Must be remembered though that the average western male is probably a fair bit taller (not to mention has more mass to put behind a shot, all those beers add up) than the average Andean mountain man....though they'd be some buff lil blokes that's for sure. wiki says the average Mayan Indian male (for example) was 1.57m, vs the 1.7m fairly typical for males in most other parts of the world. When talking of leverage, rotation and force, length and weight of the lever makes a tremendous difference to the outcome. Even mass... i would expect a machine weighing 100k to have 20 percent more output than one weighing 80kg (in purely abstract terms, of course.It could just have a heavier case in the real world
).
Hill people tend to be shorter, stockier and sturdier with more mass in shoulders and hips, with shorter long bones. Likewise plains/grassland people are typically taller, slimmer, with their bulk more evenly distributed and a tendency towards long, lean bones.
I wouldn't want a batallion of stumpy and talented Andeans to start slinging at me anytime soon... but some equally competent Masai or Pitjanjatjara could be expected to throw just a touch farther than someone 15 or 30cm or more shorter than them, at the very least... surely?

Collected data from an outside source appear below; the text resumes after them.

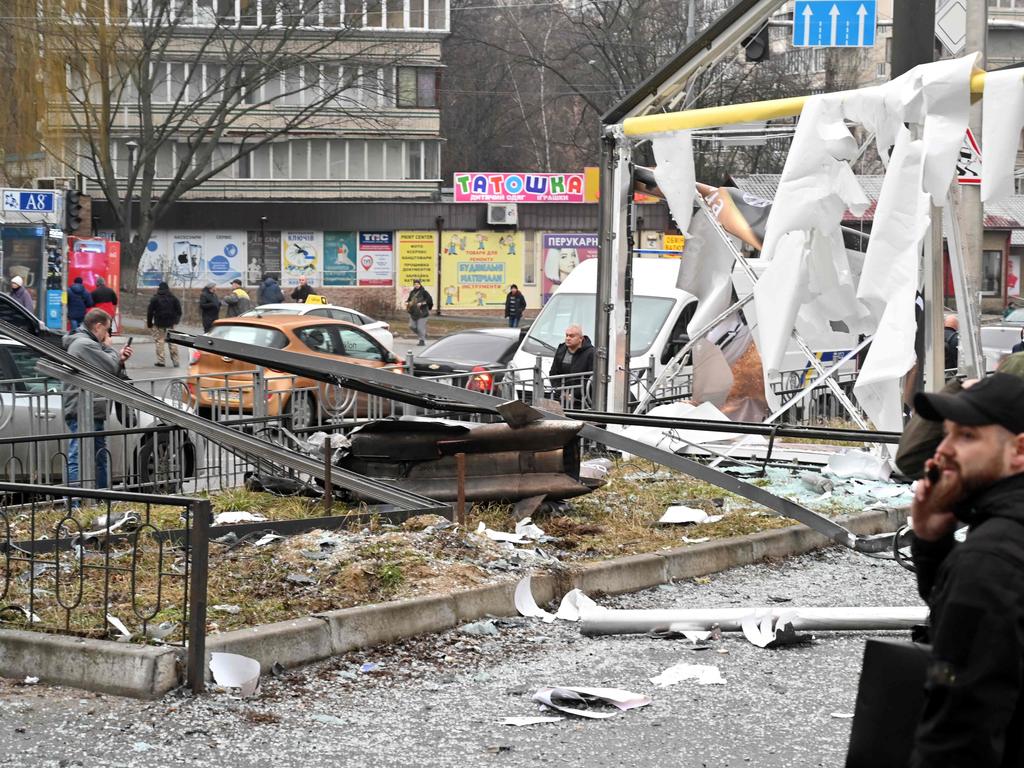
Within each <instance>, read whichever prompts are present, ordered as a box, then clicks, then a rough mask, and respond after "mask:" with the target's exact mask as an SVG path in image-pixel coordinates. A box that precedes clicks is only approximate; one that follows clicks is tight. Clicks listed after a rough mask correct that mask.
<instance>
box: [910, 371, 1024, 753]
mask: <svg viewBox="0 0 1024 768" xmlns="http://www.w3.org/2000/svg"><path fill="white" fill-rule="evenodd" d="M1022 401H1024V381H1021V379H1020V378H1019V377H1017V376H1013V375H1010V374H1005V373H995V374H992V375H991V376H989V377H987V378H985V379H982V380H981V381H980V382H978V383H976V384H974V385H973V386H970V387H966V388H965V389H963V390H962V391H961V392H958V393H956V394H949V393H929V394H926V393H919V394H918V395H916V397H915V398H914V410H915V411H916V413H918V414H920V415H921V416H922V417H924V418H925V419H929V420H931V421H933V422H940V421H941V422H943V424H944V426H945V437H944V438H943V439H942V442H940V443H939V446H938V449H937V450H936V452H935V456H934V457H933V458H932V459H930V460H929V461H928V462H927V464H926V476H925V478H924V479H922V480H920V481H919V482H918V485H916V489H915V492H914V498H913V502H912V504H911V506H910V514H911V519H912V523H913V532H914V540H913V542H912V544H911V552H912V554H913V562H914V565H915V568H916V577H918V591H919V592H920V593H921V596H922V597H923V598H924V599H925V600H927V601H928V605H929V607H930V609H931V611H930V617H929V636H930V640H931V643H932V658H931V660H930V665H929V669H928V672H927V674H926V680H927V682H926V683H925V707H924V710H923V712H922V715H921V720H920V722H919V725H918V728H916V731H915V733H914V739H913V752H912V755H911V759H910V762H909V766H911V768H933V767H934V768H939V766H942V767H943V768H945V767H948V766H972V767H973V766H993V767H994V766H1004V767H1006V768H1009V766H1021V765H1024V672H1022V670H1024V409H1022V408H1021V407H1020V403H1021V402H1022ZM961 523H967V524H968V525H969V530H968V535H967V539H966V540H964V541H963V542H959V543H957V542H956V540H955V539H954V537H953V532H954V529H955V528H956V527H957V526H958V525H959V524H961Z"/></svg>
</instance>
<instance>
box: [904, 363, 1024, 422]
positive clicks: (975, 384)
mask: <svg viewBox="0 0 1024 768" xmlns="http://www.w3.org/2000/svg"><path fill="white" fill-rule="evenodd" d="M913 410H914V411H916V412H918V414H920V415H921V417H922V418H923V419H927V420H929V421H942V420H943V419H948V420H949V421H951V422H955V423H956V424H963V425H965V426H968V427H984V426H987V425H989V424H997V425H999V426H1000V427H1005V428H1006V429H1009V430H1010V431H1011V432H1013V433H1014V434H1020V433H1021V432H1024V380H1022V379H1020V378H1019V377H1017V376H1013V375H1011V374H998V373H997V374H992V375H991V376H988V377H986V378H984V379H982V380H981V381H979V382H978V383H977V384H975V385H974V386H973V387H968V388H967V389H963V390H961V391H959V392H956V393H955V394H947V393H944V392H931V393H925V392H919V393H918V394H916V395H915V396H914V398H913Z"/></svg>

I know not everyone uses metres in a daily sense... most forum software tells me I have spelt metres incorrectly,and spelt too, for that matter... lol... but 50 metres is not very far to throw by hand. A metre is of course more than a yard, but only by 10cm. You need quite a few of em laid end to end before that cumulative difference makes much real difference at all. Perhaps we should adopt a universal measurement just for slingers called the "mard". It's around 95 cm
I just threw 40ish metres with any old rock (no wind for once) and have no background in cricket, baseball, whatever. hated sports as a kid. 50m is about two or three typical aussie suburban home frontages. If you can't land a rock on the roof of the ppl three doors down, you need to be eating more vegetables
A standard cricket pitch is 20m long. Most schoolkids here could easily double that distance, and often do, from the number of balls on roofs near sports fields!
Working in feet does make for some big numbers, but the distance itself doesn't change. I am 6 foot 4 inches. that sounds heaps taller than saying I am 1.94m, and not as tall as 194 cm.
Playing with google earth shows me that my average "stuffing around" sling distance is about a hundred metres, the longest I could actually see the impact of was 160. "plinking" or lightweight shots (if there are people or pets around I keep shot under the 30mm mark, and use a conglomerate so it shatters instead of rebounds) shots fall around the 60, 70 m mark. My accuracy is best between 60 and 90 metres. At 160 I'd be lucky to hit a postcode, haha. My average "trying for distance" is 120m. Somewhere in there between the vagaries of my projectiles and different ways of moving my body is the other 30 or 40 m. Not too unreasonable. As I age and gain skill and middle-aged muscle density I reckon I could average 150 more often than not.
If I can get power and technique balanced, I can hopefully flatten my trajectory quite a bit. A lot of shots must go half as high as they do long, using natural stone I think I need the height to overcome the drag etc.
Distance becomes harder exponentially... anyone can throw to 10m, sometimes accidentally
. 50, probably. 80, with some practice. 100 , with time and oomph enough. much past that you enter the realm I think of "wow, I nailed that one! now what did I do differently that time? doh!". I cannot reliable belt em out to 160m, but then the poll did ask for longest, not average.
I'd say anyone that can hit the side of a bus at 100m is doing extremely well, likewise any shots that land within a few shorts steps of each other or that just make you feel good should be sources of pride. If I was 5 feet tall I think I'd be average 120 at the absolute outside, newb that I am.